In short not only do we need different size of dosages but we also need different size needles, an option that is currently not available.

Article by David I Glaser

 

Anaphylaxis Campaign’s new fact sheet on Insect Sting Allergy

Well done to the Anaphylaxis Campaign on developing its excellent pdf on how to cope with having a severe allergy to wasp, bees and other flying insects.  You can find it on this link and are recommended to download it and print it out for a good read offline.

There is of course a lot more information on this website but it is nevertheless helpful to have a crib sheet to take away with you!

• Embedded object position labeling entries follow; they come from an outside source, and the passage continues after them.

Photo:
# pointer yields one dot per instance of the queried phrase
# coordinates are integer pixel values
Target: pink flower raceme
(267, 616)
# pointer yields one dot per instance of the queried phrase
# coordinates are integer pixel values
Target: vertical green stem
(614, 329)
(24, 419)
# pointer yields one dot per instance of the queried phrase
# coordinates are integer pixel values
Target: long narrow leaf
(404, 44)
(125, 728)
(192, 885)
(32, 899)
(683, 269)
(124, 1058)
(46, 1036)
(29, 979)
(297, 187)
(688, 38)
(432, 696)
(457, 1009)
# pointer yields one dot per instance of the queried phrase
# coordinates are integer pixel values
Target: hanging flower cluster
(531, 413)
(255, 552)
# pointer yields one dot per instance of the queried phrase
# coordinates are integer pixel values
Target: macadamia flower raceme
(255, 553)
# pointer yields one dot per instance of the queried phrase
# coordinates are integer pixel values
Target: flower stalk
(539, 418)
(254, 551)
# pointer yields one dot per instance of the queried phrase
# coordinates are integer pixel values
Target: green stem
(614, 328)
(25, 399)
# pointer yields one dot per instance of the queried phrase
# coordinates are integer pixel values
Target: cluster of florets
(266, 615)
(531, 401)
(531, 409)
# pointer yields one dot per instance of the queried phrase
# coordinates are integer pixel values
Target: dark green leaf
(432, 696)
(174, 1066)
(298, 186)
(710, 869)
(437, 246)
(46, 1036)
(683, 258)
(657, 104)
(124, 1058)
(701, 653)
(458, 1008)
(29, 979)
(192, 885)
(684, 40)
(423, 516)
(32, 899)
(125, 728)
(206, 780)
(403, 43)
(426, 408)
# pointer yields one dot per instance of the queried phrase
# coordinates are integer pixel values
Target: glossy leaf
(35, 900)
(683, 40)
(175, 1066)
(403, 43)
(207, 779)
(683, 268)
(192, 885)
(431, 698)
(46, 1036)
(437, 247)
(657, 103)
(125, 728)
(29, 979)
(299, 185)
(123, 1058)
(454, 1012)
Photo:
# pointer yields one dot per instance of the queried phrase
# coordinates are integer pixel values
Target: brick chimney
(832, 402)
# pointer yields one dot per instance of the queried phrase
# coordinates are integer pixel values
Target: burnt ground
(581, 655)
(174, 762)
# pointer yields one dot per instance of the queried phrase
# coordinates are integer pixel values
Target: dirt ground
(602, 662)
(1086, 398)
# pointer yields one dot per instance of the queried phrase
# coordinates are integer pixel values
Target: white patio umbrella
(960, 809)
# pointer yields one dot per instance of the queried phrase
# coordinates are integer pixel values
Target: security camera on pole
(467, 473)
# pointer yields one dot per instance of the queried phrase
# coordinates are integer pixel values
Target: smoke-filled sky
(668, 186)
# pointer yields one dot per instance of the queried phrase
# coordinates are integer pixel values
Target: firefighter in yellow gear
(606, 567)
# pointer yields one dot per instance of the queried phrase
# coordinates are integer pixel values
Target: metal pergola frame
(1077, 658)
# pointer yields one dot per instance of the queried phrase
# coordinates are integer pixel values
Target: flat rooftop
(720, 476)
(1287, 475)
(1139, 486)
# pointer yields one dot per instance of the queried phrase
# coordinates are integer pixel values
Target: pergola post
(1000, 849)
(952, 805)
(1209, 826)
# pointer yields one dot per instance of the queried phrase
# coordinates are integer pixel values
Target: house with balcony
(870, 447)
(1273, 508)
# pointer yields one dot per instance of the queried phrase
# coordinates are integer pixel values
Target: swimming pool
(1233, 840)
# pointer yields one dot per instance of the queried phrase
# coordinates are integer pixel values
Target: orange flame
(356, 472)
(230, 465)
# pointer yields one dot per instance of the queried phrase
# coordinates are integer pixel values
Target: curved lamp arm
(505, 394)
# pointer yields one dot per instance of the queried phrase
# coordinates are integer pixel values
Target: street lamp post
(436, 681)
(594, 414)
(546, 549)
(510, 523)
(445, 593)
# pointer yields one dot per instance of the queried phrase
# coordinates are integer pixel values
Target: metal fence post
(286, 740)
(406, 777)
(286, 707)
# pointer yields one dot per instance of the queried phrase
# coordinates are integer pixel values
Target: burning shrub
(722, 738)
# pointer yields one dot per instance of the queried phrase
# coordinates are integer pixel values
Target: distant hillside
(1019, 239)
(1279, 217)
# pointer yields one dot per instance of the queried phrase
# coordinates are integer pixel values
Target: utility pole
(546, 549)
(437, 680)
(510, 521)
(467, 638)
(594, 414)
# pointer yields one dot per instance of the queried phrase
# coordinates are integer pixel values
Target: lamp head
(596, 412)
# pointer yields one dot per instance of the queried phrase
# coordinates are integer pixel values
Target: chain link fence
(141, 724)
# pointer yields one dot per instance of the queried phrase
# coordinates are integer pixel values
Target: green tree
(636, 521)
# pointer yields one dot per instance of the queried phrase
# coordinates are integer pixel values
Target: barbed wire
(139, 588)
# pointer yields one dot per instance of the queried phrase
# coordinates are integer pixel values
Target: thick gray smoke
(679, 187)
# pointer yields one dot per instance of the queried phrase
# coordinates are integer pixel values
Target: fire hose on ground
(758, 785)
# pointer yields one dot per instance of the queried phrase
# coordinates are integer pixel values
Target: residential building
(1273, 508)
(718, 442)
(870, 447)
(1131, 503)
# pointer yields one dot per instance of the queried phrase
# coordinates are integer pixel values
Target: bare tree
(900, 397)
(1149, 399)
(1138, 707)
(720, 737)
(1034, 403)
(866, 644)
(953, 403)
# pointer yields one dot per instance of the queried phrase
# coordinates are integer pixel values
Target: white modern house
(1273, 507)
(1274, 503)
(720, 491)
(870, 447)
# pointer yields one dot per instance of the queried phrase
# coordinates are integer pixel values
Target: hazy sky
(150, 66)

Well done to my friends at the Campaign for this document!

by David I Glaser

 

Heat and Cold – complications of storage of EpiPens, Jext and Anapen injectors

I am getting an increasing number of worried enquiries about how best to store adrenaline injectors in warm or cold climates.  Does heat and cold make our Epipens, Jext and Anapen injectors inactive and potentially life threatening?

The manufacturers do have guidelines but they are fairly useless for the real world.

EpiPen say “You should take your EpiPen Auto-Injector everywhere you go, but it should be kept at room temperature (25°C, 77°F) until the marked expiration date, when it should be replaced” .  Just  how is someone meant to keep their EpiPens at this precise temperature and surely a range of temperatures would be more helpful.  In their advice to professionals (not patients) it says:

“EpiPen and EpiPen Jr Auto-Injectors should be stored in the carrier tube provided at a temperature of 25ºC (77ºF); however, temperature excursions between 15ºC and 30ºC (59ºF to 86ºF) are permitted.”

Just what is a temperature “excursion” and how long does an excursion last?  Suppose the safe temperature is exceeded?  Are patients never allowed to go to the beach or play in the snow and just how are patients expected to maintain this temperature range?

Finally, why is the advice to professionals different to advice to patients?